I thank you in advance for your answers!
Elements of Zmod
have an .sqrt()
method, but you can also pass them to the sqrt
function. Example:
sage: R = Zmod(9)
sage: a = R(7)
sage: sqrt(a)
4
If you want to automatically parse a string expression like "-1 / sqrt(7) + 5"
and convert all numeric constants to elements of Zmod(9)
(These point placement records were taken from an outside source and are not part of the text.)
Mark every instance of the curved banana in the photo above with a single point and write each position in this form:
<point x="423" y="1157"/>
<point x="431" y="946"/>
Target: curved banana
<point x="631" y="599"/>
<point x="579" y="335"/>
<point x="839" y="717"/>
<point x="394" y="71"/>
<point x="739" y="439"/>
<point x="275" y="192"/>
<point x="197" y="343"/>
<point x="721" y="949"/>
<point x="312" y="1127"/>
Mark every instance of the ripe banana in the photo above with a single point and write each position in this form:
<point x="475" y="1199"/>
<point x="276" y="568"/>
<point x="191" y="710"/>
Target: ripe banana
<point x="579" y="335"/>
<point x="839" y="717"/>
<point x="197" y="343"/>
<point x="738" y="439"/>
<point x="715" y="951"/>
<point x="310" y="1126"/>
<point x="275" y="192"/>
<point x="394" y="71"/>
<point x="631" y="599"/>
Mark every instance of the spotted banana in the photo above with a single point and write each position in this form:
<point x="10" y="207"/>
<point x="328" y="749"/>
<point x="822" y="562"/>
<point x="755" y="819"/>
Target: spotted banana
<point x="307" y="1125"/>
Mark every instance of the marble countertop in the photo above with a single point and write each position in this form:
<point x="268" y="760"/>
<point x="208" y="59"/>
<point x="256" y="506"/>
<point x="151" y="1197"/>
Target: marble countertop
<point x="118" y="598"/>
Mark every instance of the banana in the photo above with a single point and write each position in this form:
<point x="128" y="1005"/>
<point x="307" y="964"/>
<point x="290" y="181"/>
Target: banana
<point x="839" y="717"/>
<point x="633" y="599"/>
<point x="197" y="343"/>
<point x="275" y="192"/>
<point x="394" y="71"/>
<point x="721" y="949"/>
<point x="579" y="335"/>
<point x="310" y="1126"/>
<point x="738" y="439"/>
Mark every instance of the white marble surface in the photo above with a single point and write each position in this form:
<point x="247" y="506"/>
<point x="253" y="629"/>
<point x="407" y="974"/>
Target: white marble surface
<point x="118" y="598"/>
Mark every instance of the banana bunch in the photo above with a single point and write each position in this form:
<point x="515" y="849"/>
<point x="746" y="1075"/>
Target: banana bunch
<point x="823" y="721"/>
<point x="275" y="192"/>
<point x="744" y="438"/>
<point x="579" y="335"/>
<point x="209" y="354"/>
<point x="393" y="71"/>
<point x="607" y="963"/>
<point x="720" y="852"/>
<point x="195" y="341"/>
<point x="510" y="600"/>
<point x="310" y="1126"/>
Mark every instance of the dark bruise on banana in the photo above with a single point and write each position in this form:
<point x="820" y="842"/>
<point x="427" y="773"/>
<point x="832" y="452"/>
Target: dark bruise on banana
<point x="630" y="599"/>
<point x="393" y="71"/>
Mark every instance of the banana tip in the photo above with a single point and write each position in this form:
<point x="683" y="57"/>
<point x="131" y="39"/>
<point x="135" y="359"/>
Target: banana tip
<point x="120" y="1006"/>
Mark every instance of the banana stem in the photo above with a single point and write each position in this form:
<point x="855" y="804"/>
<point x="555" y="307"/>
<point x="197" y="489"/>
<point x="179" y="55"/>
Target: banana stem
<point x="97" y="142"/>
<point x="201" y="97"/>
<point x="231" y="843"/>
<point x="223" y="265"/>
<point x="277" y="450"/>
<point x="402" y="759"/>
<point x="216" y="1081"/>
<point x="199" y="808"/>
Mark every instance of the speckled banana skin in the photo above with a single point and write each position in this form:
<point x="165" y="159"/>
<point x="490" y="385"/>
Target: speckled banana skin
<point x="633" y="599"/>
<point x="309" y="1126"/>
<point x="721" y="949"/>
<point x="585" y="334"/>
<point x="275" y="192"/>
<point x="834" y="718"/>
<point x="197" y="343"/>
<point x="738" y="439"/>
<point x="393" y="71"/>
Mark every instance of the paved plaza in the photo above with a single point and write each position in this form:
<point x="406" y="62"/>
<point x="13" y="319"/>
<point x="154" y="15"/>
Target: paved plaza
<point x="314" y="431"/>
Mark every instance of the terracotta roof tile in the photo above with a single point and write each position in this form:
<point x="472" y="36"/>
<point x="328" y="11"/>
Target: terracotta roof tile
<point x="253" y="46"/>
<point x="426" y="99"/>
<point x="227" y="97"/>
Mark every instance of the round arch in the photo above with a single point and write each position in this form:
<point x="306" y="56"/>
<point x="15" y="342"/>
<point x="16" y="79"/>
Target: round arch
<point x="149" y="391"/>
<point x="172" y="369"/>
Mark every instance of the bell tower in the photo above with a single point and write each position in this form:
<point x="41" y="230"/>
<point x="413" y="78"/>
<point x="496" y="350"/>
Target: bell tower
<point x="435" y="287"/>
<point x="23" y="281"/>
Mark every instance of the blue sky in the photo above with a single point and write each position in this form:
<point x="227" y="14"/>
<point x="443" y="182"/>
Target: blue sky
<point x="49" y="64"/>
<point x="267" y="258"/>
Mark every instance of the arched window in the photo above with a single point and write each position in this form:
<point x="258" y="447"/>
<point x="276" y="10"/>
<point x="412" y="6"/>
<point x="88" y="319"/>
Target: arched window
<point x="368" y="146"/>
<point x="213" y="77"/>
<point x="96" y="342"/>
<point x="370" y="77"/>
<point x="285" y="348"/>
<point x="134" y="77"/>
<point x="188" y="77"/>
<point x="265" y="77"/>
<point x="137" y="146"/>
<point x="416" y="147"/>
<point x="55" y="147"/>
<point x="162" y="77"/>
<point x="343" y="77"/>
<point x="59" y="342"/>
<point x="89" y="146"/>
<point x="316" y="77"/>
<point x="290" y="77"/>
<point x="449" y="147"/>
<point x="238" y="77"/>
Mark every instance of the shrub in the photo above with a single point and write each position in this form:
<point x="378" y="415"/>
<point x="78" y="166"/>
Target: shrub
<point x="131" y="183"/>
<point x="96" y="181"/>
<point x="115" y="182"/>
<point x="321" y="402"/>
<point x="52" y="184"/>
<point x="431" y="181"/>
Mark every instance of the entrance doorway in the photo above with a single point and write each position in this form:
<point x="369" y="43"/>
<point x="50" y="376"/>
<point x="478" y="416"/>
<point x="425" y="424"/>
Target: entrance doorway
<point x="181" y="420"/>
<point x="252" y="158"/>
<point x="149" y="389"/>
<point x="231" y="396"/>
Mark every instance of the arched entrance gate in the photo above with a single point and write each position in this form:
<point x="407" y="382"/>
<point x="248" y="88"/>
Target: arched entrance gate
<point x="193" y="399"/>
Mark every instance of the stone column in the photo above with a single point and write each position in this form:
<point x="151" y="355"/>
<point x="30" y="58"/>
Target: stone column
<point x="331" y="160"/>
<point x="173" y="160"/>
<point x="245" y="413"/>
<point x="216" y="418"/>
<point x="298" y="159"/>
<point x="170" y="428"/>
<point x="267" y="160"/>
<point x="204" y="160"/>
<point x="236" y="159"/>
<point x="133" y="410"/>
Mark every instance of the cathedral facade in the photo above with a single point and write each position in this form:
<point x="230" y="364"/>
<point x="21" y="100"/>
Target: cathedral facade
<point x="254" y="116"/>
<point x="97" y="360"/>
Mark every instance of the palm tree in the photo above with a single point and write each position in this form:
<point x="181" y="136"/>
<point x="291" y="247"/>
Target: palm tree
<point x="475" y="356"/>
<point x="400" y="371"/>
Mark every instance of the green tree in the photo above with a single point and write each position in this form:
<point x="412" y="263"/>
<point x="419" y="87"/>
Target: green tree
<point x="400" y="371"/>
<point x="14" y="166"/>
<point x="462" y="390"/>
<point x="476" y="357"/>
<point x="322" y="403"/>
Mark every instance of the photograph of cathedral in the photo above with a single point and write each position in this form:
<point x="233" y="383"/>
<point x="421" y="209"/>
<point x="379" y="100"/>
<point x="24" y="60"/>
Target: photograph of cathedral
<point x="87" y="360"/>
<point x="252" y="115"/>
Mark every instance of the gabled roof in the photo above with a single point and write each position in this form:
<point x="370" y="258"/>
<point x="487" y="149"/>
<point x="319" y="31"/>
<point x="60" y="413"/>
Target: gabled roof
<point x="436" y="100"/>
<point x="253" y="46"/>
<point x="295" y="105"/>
, I'd suggest to use Sage's symbolic ring SR
as a parser, and then traverse the expression tree using the .operator()
and .operands()
methods in a recursive function. Like so:
sage: def zmod_eval(exp):
....: if exp.is_numeric():
....: return Zmod(9)(exp)
....: return exp.operator()(*(zmod_eval(op) for op in exp.operands()))
....:
sage: exp = SR("-1 / sqrt(7) + 5")
sage: zmod_eval(exp)
7
This would probably handle most expressions you may have. If you want both results depending on the sign choice for the square root, then modify zmod_eval
to return a list, and handle the sqrt operation specially. Unfortunately, Sage's symbolic ring handles sqrt as a generic power:
sage: exp = SR("-1 / sqrt(7) + 5")
sage: exp.op[0,0]
sqrt(7)
sage: exp.op[0,0].operator()
<built-in function pow>
so if your expression also contains integer powers you will have a difficult time distinguishing between them and the square root.
Ultimately, I'd think it's simpler to modify your expression generator to output Zmod(9)
wherever is needed, rather than trying to play around with Sage.